Dark Clothes wrote:
...
Moshkito, Krautrock is still remembered and enjoyed - this Easter I picked up a cassette of Tago Mago and it made for great listening in the car. A lot of people like that music still.
...
I don't think that you will find a more loving and caring person talking about Krautrock than myself ... and you can find a lot of it on the progarchives board that I don't frequent any more.

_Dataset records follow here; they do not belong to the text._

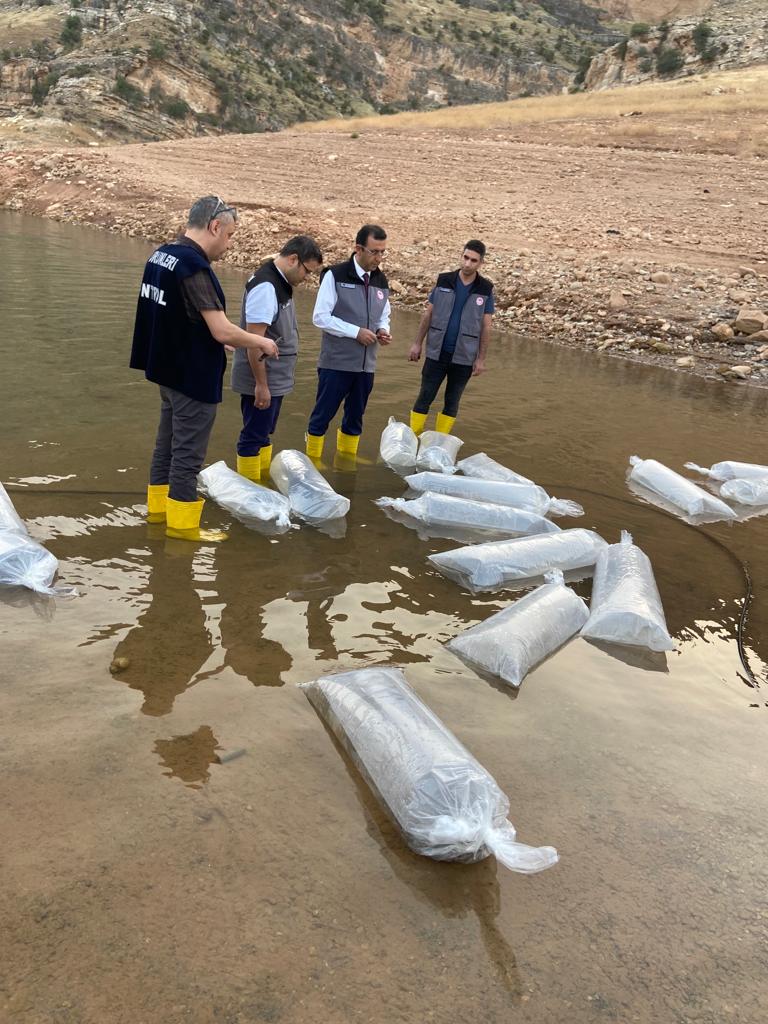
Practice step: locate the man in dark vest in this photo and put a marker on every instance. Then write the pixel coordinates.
(352, 310)
(178, 340)
(268, 310)
(457, 326)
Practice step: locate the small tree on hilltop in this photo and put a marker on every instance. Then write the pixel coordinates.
(72, 34)
(669, 61)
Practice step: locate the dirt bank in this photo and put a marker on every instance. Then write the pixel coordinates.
(630, 252)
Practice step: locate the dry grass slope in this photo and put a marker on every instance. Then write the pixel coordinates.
(724, 112)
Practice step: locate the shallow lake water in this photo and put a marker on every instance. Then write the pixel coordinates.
(152, 875)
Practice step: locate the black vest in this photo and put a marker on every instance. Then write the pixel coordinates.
(468, 340)
(172, 349)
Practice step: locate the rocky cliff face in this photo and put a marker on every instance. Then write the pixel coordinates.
(119, 70)
(726, 34)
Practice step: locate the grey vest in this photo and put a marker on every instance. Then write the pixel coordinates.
(348, 353)
(284, 331)
(468, 342)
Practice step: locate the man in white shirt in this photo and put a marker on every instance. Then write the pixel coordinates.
(268, 310)
(352, 310)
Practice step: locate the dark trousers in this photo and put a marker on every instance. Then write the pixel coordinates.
(433, 373)
(258, 424)
(181, 443)
(335, 386)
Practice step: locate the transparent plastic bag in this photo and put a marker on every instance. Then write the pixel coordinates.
(488, 565)
(676, 489)
(511, 642)
(519, 496)
(398, 444)
(482, 467)
(444, 510)
(626, 606)
(24, 562)
(731, 470)
(443, 801)
(311, 497)
(437, 452)
(243, 498)
(750, 492)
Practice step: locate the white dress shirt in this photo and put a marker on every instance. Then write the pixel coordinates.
(324, 304)
(261, 302)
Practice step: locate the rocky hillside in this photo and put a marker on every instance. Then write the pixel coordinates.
(723, 34)
(119, 70)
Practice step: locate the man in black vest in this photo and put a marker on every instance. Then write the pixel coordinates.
(268, 310)
(352, 310)
(457, 326)
(178, 340)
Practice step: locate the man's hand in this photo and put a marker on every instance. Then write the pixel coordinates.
(261, 396)
(265, 345)
(366, 337)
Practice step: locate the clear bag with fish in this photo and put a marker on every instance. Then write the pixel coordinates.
(445, 804)
(626, 606)
(513, 641)
(496, 563)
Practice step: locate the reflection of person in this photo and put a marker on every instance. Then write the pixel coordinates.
(247, 584)
(457, 326)
(268, 310)
(178, 341)
(169, 644)
(352, 310)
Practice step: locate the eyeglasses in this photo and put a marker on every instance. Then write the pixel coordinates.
(221, 207)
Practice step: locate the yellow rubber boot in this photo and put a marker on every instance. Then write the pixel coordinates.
(314, 444)
(182, 521)
(444, 423)
(347, 443)
(418, 422)
(266, 460)
(250, 466)
(157, 496)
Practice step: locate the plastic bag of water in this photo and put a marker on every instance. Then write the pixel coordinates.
(443, 801)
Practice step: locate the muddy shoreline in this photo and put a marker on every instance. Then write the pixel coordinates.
(625, 252)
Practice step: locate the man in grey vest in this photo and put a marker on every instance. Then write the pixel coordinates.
(262, 383)
(457, 326)
(352, 310)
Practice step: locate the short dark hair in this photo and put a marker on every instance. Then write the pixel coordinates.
(477, 247)
(304, 247)
(209, 208)
(368, 231)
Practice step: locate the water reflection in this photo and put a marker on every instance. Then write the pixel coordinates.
(246, 583)
(167, 649)
(188, 758)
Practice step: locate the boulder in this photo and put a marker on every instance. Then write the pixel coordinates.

There are some inspirations that are important. San Francisco (so to speak) is a very big thing for the likes of Guru Guru and total experimentation ... even stoned. If there was a band that deserved having played at the Fillmore with Ax Gernrich, Guru Guru was it ... and there is a nice interview with Helmut Hattler that even said that on a couple of occasions they were stoned, on stage, and looked at each other ... and said ... now what? ... and then someone, or something would come up and they would follow it, or work with it ... surely you can see that in the 1st three albums ... all of them massive, and many times I have said, that this would have been what Jimi Hendrix would have liked to do and play, if he had not been forced to play "blues" ... or had met Bootsie Collins!
Amon Duul 2 mentions the "dead" folks in 2 songs ... and specially in "Explode Like a Star" ... and there is no doubt that they loved the California music big time ... to the point where Grace Slick even made fun of AD2 and Renate ... sort of, in one album ... and it was funny!
These people all came from pure jamming, a commune, and the albums that are sold as "Amon Duul" (the early one, before it morphed into Amon Duul 2) are all just jams in a living room and basically a drum/rock circle ... a la Grateful Dead (joke!) if you will. It could be said that AD2, decided to take this stuff an make it more meaningful than just a jam with no direction or desire to do, and say anything, in a time when it became VERY IMPORTANT to speak out against the establishment because it was corrupt and screwed up! While also clamoring for "change".
You could easily say, Frank did the same thing in his own way!
Pink Floyd took that experimental phase until they probably got bored and found something better to do than jam aimlessly every night ... and become a pop band! Krautrock, did not exactly lose this idea, and kept on doing it, albeit it was starting to get stale a bit, and no new names were appearing that had the same ferocity as Faust, Can, AD2, Guru Guru and the AshRaTempel/Klaus Schulze family of music. The 2nd generation was about "songs" and trying to get commercial ... and you had Scorpions, Jane, Eloy, Grobbschnitt and others ... and there is a funny thing you gotta do ... grab Scorpions 2nd album (Fly to the Rainbow) ... then play Apocaliptyc Bore from Vive La Trance (AD2) and immediately play the title cut of that Scorpions album, supposedly recorded in the same place. One tells you the drugs are over and it's time for something else ... and the other ... tells you to go get stoned and fly ... and Scorpions did! AD2 never jammed again! The Yeti's were over! The Fillmore in Germany had died!
I think that Frank was sensitive enough to know these things ... he travelled enough to know these things existed and that people did different things ... wether he wanted to spend time playing with others might not have been as important as the fact that he created a lot of stuff on tapes that he himself wanted to play with ... and had not figured out how to play with yet, is my guess ... so trying to play a few notes with someone else might not have been as important for him ... but that's not to say that he might not have enjoyed the free form Syd doing Interstellar Overdrive ... but I think that it gave Frank a better sense of direction musically than just do radio/tv parodies that were 2 and 3 minute pieces that really did not showcase musicality as much as it did the craziness all around. And I think that it was about this time that Frank figured out that the stuff had to get longer and better developed than just a satirical song ... which he could still have ... and continued to be the main emphasyz since then ... but sadly, takes away from his compositional genius that so very few understand and appreciate. In the end, too many of us are more interested in the rock star and glorious guitar player than we are in the compositional side of things and how he colored it with his own instrument ... and that is sad, and probably one of the main reasons why he trashed so many people and fans for not allwing him the freedom to be himself and creative!
Frank will never be appreciated by the classic music folks as long as we only think of him as a rock guitar hero ... because the classic music history is not about guitar heroes ... is about the music itself! ... and we're not standing up for the music itself.
Times changed ... the few years of total free form were now gone ... and some magazine started saying that London's groups were progressive and American stuff didn't count ... but that is no excuse for us to not credit and raise the consciousness of the great composers that America has ... and pardom ne, but fuck the progressive London bullshit ... it has absolutely nothing in the way of originality that California and Frank had not already done!